TREBLE-MID-BASS - It's a Fender tone stack, which means if you turn all three knobs down to zero, no sound gets thru. It's tuned warmer than a Fender tone stack. If you want it to sound like a Variac, then set MID to zero.
POWER AMP - Acts like a tube amp's Master Volume control. Controls the gain and distortion after the tone stack. Turning it up makes smooth odd-order harmonics, like the output stage on a push-pull tube amp. Use it in conjunction with PREAMP to set the overall compression and distortion.
VOLUME - Depending on the PREAMP and POWER AMP settings, unity can be anywhere from 9:00 to 3:00.
Turn PREAMP and POWER AMP all the way down, VOLUME all the way up, and it's clean boost (ok, almost clean). For a bluesy tone, keep PREAMP below 10:00 and use POWER AMP to control the distortion.
This pedal is pretty much an amp-in-a-can, but it's not trying to sound like any particular tube amp.
Ladies & Gentlemen, Presented for your dining and dancing pleasure: The Suburban Decay Maniac
I left the 1st two stages more-or-less intact. I fiddled the biasing (R3 & R7) to accommodate the different JFETs. I really like the 2SK193s because they are transparent. They have very low capacitance and do not color the tone. I used a PF5102 for Q3 (other FETs will work) because it has a higher Idss and I'm running Q3 at a higher drain current than in the Variac. I reduced R10 3x to get the higher drain current req'd to drive the tone stack. I rescaled and retuned the tone stack, adding a MID control. Just about everything after the tone stack is new. I used a CA3130 for U1 to ensure maximum headroom, however a TL071 will work. The POWER AMP control takes the place of the Variac's PENTODES control and does the same thing. The POWER AMP control has 6dB more range than the PENTODES control. The high Vf of the blue LEDs ensures the 3rd stage plays clean at low to moderate signal levels, just like the Variac. The low LED current causes the distortion to come on gradually. At high gain settings, the LEDs glow visibly, but not brightly. I found the L/C switch on the Variac to be a little too subtle. The addition of the MID control and higher gain capability of the POWER AMP control more than make up for its absence. There's some top-end roll-off after the 3rd stage, tuned the same as the Variac. The opamp's low output impedance made an output buffer unnecessary.

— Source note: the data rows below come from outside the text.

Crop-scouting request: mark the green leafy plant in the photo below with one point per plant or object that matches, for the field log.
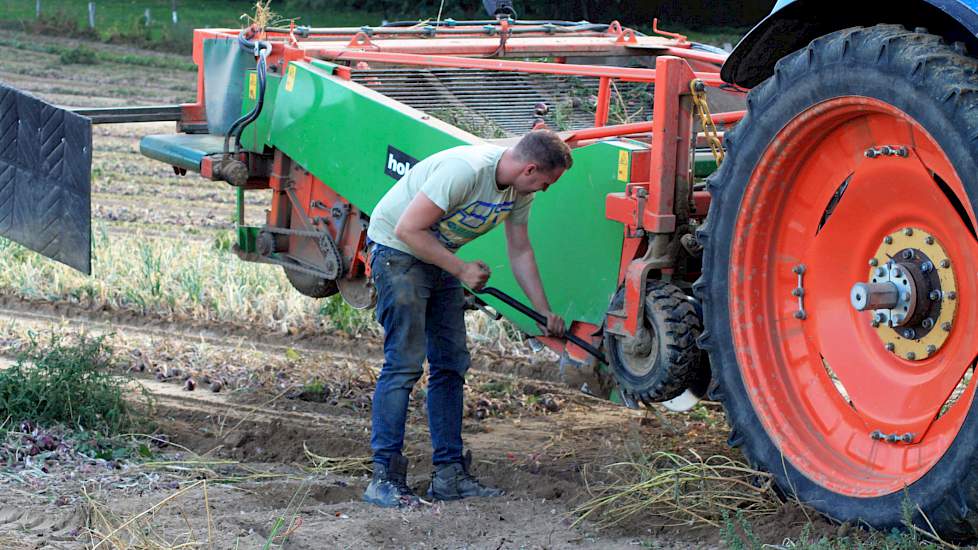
(69, 382)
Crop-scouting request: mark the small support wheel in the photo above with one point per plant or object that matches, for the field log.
(310, 285)
(662, 361)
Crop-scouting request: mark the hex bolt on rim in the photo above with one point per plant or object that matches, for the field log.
(910, 292)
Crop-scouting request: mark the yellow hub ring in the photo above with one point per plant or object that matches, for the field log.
(921, 348)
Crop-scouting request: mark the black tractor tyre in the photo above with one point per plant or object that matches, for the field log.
(673, 361)
(310, 285)
(936, 85)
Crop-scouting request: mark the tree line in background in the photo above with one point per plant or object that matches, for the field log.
(698, 13)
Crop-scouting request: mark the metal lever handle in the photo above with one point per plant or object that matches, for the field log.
(539, 318)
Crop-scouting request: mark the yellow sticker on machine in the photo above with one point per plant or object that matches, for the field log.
(623, 165)
(290, 79)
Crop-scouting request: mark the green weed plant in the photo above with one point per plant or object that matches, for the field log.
(56, 381)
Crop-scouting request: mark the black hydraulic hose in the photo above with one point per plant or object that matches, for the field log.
(539, 318)
(261, 50)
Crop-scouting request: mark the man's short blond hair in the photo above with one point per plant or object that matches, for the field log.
(545, 149)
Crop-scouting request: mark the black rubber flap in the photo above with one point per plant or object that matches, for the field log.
(45, 178)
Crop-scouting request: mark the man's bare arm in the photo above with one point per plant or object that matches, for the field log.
(413, 229)
(524, 264)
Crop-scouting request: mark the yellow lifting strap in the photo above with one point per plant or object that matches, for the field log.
(698, 91)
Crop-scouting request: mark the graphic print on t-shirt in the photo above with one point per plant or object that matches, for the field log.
(469, 222)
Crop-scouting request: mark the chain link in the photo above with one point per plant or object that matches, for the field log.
(698, 91)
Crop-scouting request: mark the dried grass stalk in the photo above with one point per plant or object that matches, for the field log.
(674, 490)
(342, 465)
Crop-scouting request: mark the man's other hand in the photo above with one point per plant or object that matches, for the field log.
(475, 274)
(555, 325)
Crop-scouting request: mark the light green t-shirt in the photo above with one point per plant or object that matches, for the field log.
(462, 182)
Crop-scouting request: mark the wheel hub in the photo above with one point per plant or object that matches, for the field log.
(911, 293)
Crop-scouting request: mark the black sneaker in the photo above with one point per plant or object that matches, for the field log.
(388, 488)
(453, 482)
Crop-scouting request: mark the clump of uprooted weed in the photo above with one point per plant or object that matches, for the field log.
(68, 381)
(668, 490)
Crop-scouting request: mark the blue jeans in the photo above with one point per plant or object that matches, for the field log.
(421, 308)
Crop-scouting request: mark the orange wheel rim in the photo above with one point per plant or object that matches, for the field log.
(823, 384)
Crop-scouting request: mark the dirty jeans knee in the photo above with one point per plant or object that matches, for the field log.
(402, 294)
(448, 359)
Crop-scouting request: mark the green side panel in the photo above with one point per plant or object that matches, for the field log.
(224, 63)
(342, 132)
(578, 250)
(255, 135)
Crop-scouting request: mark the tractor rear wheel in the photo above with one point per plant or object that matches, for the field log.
(663, 361)
(840, 264)
(310, 285)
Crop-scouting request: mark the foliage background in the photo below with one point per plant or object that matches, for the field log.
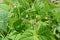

PREAMP - Controls the gain and distortion before the tone stack, just like on a Marshall. Turning it up makes lots of compression as well as plenty of even and odd-order harmonics. PREAMP influences how the pedal responds to picking and guitar volume.
TREBLE-MID-BASS - It's a Fender tone stack, which means if you turn all three knobs down to zero, no sound gets thru. It's tuned warmer than a Fender tone stack. If you want it to sound like a Variac, then set MID to zero.
POWER AMP - Acts like a tube amp's Master Volume control. Controls the gain and distortion after the tone stack. Turning it up makes smooth odd-order harmonics, like the output stage on a push-pull tube amp. Use it in conjunction with PREAMP to set the overall compression and distortion.
VOLUME - Depending on the PREAMP and POWER AMP settings, unity can be anywhere from 9:00 to 3:00.
Turn PREAMP and POWER AMP all the way down, VOLUME all the way up, and it's clean boost (ok, almost clean). For a bluesy tone, keep PREAMP below 10:00 and use POWER AMP to control the distortion.
This pedal is pretty much an amp-in-a-can, but it's not trying to sound like any particular tube amp.